Be it next game or after a slump, the team will eventually get on the right track. Frankly, as you point out, they’re winning, and if this constitutes a rough patch in the season the next eight months or so are looking pretty rosy from here. I still bear the scars from not that long ago when Oleg Petrov was tied for the lead team in scoring with 47 points. That’s right... I said Oleg Petrov... and 47 points!

pierre said...

Our game against TO was the sole game we played so far this season were we showed to be clearly superior to the next team.... most of the others were unconvincing wins... some were steals.

Our team is superior on paper but not on the ice... the ingredients are quality ingredients but the needed recipe to united them together as a cohesive whole is lacking.... thats why inferior teams can compete with us the way they do.... they have their shit together... we dont.

The X factor between the players on paper and the team's performance on the ice is the coach... his vision, his system, his directives are what reunite players into playing as a team with a forged identity in unison.

Coaches are the best bang for the bucks in the NHL.... the good ones will consolidate performances at the eight of what it is expected from the definite roster they have in their hands.. and the best coaches will go beyond that... not unlike what Julien and Babcock did for for their respective roster of last season when providing custom made bending systems that made both their teams behaved and performed better than the sum total of their parts would have suggested.

Despite the Rangers profound overhauled to their roster this summer they are already playing as a team.... I dont see why our team isn't except for no other reason then they have not been as well prepared and conditionned to do so..... unlike the Renney coached Rangers.

Its not clear to me what is Carbonneau's vision, system and directives ?

According to Lang's interview I read yesterday in the Gazette it is a simple one and not something he had any trouble adapting to...
as he said Carbo is asking players '' to read the situations well and to react well to it '' and has Lang said... '' its a simple one and something I know I can do well by it ''.

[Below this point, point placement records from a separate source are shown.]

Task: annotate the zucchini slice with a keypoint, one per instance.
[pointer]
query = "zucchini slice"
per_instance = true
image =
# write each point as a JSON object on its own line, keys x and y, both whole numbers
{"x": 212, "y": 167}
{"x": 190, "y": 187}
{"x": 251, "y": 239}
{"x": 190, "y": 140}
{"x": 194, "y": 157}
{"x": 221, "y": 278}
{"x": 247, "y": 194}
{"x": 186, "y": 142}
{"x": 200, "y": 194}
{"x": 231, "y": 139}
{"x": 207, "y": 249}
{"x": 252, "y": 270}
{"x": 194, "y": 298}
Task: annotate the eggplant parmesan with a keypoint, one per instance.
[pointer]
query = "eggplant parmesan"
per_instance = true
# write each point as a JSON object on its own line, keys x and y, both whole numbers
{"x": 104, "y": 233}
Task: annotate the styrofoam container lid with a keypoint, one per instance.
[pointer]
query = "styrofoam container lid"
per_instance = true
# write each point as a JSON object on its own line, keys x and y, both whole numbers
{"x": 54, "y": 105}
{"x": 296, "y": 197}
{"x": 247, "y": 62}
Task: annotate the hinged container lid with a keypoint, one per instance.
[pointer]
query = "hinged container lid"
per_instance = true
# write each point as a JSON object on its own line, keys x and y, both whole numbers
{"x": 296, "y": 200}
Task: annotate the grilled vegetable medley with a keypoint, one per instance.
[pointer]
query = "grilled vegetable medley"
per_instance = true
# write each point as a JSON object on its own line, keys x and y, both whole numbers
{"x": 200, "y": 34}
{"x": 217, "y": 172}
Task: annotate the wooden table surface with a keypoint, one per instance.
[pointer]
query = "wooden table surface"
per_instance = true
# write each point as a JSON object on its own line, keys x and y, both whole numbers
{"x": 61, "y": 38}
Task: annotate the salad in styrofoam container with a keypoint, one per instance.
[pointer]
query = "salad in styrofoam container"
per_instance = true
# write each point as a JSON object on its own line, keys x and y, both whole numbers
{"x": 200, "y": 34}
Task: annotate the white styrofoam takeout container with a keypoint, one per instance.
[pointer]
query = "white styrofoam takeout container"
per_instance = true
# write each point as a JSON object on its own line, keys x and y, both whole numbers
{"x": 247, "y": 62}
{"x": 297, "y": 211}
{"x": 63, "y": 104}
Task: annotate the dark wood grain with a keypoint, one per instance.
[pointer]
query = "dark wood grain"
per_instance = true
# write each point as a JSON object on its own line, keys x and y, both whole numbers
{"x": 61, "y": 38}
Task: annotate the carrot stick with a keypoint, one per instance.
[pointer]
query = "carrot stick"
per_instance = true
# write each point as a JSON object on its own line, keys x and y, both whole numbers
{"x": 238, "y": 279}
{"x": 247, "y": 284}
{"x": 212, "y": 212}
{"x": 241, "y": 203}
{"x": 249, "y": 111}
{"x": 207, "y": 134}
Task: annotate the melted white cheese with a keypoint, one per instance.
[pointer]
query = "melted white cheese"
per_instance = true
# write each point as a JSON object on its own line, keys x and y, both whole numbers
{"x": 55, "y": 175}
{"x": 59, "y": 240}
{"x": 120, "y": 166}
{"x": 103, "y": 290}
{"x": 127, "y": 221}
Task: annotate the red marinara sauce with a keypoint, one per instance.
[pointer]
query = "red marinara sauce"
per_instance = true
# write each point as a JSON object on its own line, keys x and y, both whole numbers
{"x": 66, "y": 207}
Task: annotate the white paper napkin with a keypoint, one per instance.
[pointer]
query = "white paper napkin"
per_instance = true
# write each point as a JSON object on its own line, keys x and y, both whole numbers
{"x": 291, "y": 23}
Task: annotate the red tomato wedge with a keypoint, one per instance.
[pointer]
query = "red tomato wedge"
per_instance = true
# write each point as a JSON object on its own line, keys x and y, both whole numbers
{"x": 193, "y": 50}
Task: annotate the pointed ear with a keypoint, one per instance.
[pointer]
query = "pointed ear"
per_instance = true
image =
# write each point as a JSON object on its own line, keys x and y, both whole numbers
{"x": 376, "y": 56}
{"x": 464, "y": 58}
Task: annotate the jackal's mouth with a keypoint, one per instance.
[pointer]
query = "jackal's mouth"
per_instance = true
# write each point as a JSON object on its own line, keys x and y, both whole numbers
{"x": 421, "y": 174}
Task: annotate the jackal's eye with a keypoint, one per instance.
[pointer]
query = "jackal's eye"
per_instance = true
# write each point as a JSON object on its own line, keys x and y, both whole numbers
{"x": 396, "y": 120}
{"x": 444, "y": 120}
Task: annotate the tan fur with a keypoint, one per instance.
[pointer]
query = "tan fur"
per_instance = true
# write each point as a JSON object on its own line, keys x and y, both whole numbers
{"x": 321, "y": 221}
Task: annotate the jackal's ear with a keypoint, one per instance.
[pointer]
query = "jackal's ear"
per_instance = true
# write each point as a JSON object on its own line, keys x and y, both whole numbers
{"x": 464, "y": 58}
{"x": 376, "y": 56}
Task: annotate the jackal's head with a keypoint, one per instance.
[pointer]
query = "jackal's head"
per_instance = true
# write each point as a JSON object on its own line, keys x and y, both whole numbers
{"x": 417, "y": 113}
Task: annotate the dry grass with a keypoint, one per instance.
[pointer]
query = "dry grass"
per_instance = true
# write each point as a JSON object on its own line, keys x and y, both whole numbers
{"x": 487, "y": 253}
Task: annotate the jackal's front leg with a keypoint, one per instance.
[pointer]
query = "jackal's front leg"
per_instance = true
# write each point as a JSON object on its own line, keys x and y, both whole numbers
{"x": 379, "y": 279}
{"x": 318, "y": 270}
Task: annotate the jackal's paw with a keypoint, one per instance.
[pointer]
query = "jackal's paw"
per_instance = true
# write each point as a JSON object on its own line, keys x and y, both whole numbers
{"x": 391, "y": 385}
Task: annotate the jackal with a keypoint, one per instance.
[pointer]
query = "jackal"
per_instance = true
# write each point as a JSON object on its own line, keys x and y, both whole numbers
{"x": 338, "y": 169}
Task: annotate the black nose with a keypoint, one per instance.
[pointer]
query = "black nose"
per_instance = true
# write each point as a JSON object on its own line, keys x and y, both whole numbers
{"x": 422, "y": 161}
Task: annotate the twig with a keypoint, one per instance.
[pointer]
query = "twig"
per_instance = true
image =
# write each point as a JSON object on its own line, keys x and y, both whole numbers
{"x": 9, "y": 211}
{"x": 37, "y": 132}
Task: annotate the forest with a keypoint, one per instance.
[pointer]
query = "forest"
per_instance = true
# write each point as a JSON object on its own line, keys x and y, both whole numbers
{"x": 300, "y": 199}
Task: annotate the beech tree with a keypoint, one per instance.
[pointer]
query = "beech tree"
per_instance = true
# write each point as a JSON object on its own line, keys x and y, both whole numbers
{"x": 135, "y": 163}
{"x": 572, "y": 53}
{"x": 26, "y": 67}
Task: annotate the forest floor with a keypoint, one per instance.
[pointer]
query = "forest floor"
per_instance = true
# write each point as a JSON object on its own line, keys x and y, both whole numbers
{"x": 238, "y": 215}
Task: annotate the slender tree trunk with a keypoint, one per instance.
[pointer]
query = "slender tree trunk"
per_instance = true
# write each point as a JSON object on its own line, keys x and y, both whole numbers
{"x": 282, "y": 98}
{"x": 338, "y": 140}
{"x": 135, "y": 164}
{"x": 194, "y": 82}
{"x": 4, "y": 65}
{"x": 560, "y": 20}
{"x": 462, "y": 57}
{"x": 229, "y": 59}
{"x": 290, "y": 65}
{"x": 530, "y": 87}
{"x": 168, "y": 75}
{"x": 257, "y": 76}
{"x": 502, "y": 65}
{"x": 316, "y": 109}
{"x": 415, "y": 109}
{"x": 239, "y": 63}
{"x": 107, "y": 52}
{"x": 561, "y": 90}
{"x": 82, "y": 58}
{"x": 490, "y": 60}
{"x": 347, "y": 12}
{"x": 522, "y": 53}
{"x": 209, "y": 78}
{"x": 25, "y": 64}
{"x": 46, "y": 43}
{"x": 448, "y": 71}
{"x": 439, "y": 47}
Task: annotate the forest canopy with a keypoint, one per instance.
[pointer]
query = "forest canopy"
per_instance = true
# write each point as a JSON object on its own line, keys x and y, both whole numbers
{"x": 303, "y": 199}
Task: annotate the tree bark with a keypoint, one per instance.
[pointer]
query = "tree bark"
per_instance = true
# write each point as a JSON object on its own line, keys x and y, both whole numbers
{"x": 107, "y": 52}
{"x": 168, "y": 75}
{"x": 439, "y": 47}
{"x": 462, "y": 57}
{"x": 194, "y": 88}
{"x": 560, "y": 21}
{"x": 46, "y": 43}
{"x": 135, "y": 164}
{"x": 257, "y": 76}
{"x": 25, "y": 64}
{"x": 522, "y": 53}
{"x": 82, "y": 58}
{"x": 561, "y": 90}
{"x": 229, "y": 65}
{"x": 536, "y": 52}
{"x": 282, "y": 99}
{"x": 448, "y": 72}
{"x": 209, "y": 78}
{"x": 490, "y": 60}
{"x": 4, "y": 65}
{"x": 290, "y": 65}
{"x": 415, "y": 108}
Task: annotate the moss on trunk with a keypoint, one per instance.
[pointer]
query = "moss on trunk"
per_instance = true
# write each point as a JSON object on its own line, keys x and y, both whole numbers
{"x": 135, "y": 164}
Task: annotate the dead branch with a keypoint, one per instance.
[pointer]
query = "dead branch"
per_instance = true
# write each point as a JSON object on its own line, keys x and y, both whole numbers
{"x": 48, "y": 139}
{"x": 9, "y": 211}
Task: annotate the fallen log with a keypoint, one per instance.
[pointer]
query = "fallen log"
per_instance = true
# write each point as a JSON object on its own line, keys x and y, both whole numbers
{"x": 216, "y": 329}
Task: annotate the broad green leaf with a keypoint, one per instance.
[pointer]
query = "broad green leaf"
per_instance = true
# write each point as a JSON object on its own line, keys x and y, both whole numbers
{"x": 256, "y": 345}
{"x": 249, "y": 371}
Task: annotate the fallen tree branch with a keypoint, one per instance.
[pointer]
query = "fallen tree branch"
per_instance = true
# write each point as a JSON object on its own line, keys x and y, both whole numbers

I found it a little sad that our sport journalists are not providing us the nots and bults about the Montreal Canadiens's coach's system and how he is using the team's practices and time in order of implementing it..... I want to know why does Carbo thinks that the team needs 10 or 18 games to get going.... you dont need that time to play as a team when you are well prepared to do so.... but yes you need that time if ill-prepared for better result.

Anonymous said...

Arps,

Great analysis, as usual. In just a few short weeks the daily hab-it has become my go to spot for Habs analysis -- keep it up my friend, word she is a spreading! No concerns for me on Pleckanec. I am not quite ready to call the end of the Plek-Kost-Kovy line, but there is something telling me that the Kostitsyn brothers ned to play with each other and soon. Where centered by Plek or Lang, it needs to be tried. On Lang, the more I se, the more I like. He has great control in the offensive zone, uses his size well, and creates opportunities. But possibly the best part is that he looks really engaged out there - no floating, going hard each shift, showing the young guys what it takes to succeed shift by shift. What this team needs to do is chill out, play some simple hockey -- by game 20 we are going to be firing on all cylinders and it will be, in a word, "sick-atating" to behold. You can quote me on that.